Sidra had been very careful that day. When Maisie was at the house with her, she had kept her stockings and boots on, to hide all trace of her infection. It was only when Maisie visited Torin’s father, Graeme Tamerlaine, at his croft next door that Sidra worked herself into a sweat trying to uncover an antidote.
But children have a keen way of things. Sidra made herself lower her hands from her brow and eat her kail.
It seemed as if Torin would not be joining them for dinner.
Sidra rose and scraped everything off his plate, feeding it to the dog. Why did she even cook for him? Why couldn’t he send her a note with a raven if he was so intent on remaining at the castle?
When she decided to put Maisie to bed early, the child’s whining intensified. The lass wanted one of the cats to sleep with her, which Torin allowed only on certain days. Sidra decided to let two cats in. Then Maisie wanted a story, but none of the ones in Sidra’s lore book. Only a new one would do. Sidra’s eyes were so tired she could hardly see the words on a page, let alone create a story spontaneously. But she scrounged up a legend about Lady Whin of the Wildflowers, adding that she grew the finest kail yard and diligently ate her greens every night.
“I want a different story,” Maisie said.
“Tomorrow, if you are a good lass,” Sidra said, blowing out the candles. “I will tell you another story. Now. Go to bed, Maisie.”

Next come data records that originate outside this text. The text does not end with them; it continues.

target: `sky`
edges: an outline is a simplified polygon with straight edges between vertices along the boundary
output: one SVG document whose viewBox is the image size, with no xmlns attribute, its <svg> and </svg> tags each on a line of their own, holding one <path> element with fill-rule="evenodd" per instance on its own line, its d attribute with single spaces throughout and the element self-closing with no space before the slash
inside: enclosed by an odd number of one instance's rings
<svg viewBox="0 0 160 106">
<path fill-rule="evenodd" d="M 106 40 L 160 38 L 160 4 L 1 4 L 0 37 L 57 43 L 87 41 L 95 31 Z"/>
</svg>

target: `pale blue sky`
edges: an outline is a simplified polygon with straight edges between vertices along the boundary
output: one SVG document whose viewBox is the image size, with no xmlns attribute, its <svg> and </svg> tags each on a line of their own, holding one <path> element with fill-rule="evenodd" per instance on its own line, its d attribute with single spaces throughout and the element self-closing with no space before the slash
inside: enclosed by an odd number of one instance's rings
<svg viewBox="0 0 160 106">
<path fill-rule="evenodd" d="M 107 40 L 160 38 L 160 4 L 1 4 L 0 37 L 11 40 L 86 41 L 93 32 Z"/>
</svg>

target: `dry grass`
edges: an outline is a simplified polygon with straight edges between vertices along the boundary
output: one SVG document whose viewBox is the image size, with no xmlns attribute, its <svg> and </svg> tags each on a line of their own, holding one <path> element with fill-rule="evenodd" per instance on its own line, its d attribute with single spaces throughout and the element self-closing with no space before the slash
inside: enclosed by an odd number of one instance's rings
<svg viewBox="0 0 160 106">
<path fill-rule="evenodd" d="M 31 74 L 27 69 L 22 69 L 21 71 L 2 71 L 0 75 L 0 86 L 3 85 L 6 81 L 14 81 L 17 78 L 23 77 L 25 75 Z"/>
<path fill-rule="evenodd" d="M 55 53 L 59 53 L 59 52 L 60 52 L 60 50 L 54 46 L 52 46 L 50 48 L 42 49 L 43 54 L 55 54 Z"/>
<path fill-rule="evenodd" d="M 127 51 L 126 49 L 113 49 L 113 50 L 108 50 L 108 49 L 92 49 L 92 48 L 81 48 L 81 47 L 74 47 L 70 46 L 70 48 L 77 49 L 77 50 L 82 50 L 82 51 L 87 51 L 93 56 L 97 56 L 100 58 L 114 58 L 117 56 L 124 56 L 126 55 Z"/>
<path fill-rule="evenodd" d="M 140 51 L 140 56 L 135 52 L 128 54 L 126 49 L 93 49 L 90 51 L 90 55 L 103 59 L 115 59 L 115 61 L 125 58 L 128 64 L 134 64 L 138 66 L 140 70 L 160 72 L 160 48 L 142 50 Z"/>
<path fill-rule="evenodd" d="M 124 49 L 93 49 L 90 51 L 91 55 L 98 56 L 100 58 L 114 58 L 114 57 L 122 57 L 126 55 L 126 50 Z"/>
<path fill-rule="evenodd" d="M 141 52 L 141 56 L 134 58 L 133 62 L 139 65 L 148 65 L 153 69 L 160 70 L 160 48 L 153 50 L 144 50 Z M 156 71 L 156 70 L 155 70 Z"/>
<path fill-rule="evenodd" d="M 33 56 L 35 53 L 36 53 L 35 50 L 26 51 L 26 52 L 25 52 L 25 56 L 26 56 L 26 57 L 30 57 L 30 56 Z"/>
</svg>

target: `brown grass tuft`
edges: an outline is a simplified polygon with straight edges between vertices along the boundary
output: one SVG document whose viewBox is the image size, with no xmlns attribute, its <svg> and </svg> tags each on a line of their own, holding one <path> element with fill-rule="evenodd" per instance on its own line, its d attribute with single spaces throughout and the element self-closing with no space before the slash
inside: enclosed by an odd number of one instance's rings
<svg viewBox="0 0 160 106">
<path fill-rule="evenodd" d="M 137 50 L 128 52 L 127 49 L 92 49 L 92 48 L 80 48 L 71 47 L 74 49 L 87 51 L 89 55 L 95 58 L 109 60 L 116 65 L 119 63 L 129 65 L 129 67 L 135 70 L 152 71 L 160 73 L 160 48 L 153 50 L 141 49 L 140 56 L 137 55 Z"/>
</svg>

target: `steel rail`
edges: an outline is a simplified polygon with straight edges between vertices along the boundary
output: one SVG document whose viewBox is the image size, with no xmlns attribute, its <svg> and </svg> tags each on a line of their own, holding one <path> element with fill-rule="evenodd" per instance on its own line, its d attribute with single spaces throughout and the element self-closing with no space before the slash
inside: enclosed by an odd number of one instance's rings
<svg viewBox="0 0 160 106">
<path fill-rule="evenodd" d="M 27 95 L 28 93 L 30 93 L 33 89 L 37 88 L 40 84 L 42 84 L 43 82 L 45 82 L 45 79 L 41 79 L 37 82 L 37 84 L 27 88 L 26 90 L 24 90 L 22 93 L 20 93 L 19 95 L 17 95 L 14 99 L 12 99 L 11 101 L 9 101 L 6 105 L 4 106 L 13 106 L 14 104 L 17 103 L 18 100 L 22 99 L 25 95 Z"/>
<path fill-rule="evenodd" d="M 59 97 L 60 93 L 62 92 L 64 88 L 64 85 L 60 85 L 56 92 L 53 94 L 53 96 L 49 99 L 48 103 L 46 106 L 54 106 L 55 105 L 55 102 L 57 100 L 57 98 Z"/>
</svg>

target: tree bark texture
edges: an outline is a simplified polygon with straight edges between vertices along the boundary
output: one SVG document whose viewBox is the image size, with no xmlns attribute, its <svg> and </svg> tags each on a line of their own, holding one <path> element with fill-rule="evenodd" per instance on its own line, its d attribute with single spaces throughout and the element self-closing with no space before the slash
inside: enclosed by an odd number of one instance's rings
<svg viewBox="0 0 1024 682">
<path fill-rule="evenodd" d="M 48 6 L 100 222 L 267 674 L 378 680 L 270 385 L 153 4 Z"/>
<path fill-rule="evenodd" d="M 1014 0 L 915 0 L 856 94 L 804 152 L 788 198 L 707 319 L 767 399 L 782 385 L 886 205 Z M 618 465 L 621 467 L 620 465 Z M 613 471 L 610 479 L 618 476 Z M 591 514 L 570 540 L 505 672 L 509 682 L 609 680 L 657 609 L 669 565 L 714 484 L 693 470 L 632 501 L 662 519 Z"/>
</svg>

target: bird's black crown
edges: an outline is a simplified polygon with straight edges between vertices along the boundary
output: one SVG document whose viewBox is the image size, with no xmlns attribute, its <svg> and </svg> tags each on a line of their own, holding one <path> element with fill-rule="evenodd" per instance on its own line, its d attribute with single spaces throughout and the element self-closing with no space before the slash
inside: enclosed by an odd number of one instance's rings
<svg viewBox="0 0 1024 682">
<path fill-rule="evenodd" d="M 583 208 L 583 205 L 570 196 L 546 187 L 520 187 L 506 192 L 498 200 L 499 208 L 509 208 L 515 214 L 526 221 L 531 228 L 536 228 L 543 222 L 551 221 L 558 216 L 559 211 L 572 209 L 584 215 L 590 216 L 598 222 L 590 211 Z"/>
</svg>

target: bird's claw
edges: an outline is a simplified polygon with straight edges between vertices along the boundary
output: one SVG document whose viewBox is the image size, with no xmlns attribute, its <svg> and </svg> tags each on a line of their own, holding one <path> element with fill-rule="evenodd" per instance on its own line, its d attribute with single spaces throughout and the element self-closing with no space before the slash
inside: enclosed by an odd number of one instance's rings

Sidra shut the bedroom door and leaned on it, staring at the table. All the food and dirty plates were still set out. She contemplated leaving everything where it was. Perhaps Torin would clean it up whenever he decided to come home?
Sidra snorted. Knowing better, she carried a few dishes to the wash barrel. One of the teacups broke when she began to scrub it. She stopped, surprised when she realized she had cut her finger. She watched as her blood left a small trail in the water.
Sidra was still staring absently into the wash barrel when Torin finally arrived.
He removed his boots and hung his plaid. His face was haggard, his eyes bloodshot when he looked at Sidra. And then his gaze dropped to the table, which was still a mess.
Sidra’s heart softened toward him as she sensed how weary he was.
But then he briskly said, “Where’s my dinner?”
It took everything within her not to slam and break all the dishes in the wash barrel.
“I fed it to the dog.” She returned to her scrubbing, the cut in her finger throbbing with her pulse.
“Of course you did,” Torin muttered, and Sidra, again, thought she might lose her mind. But she held her tongue, her temper simmering just beneath the flush of her skin. She watched as Torin heaved a sigh and sat down in Maisie’s chair. He began to eat his daughter’s cold dinner until he noticed the half-chewed kail sitting on the table beside the fork. “Never mind this. I should have remained at the castle.”
Sidra whirled, intentionally breaking a plate against the cupboard this time. Torin had always known her to be a gentle spirit, and whatever he saw in her eyes gave him a moment’s pause as pottery shards cascaded to the floor.
“If I knew when you were coming home, I could have dinner ready for you,” she said.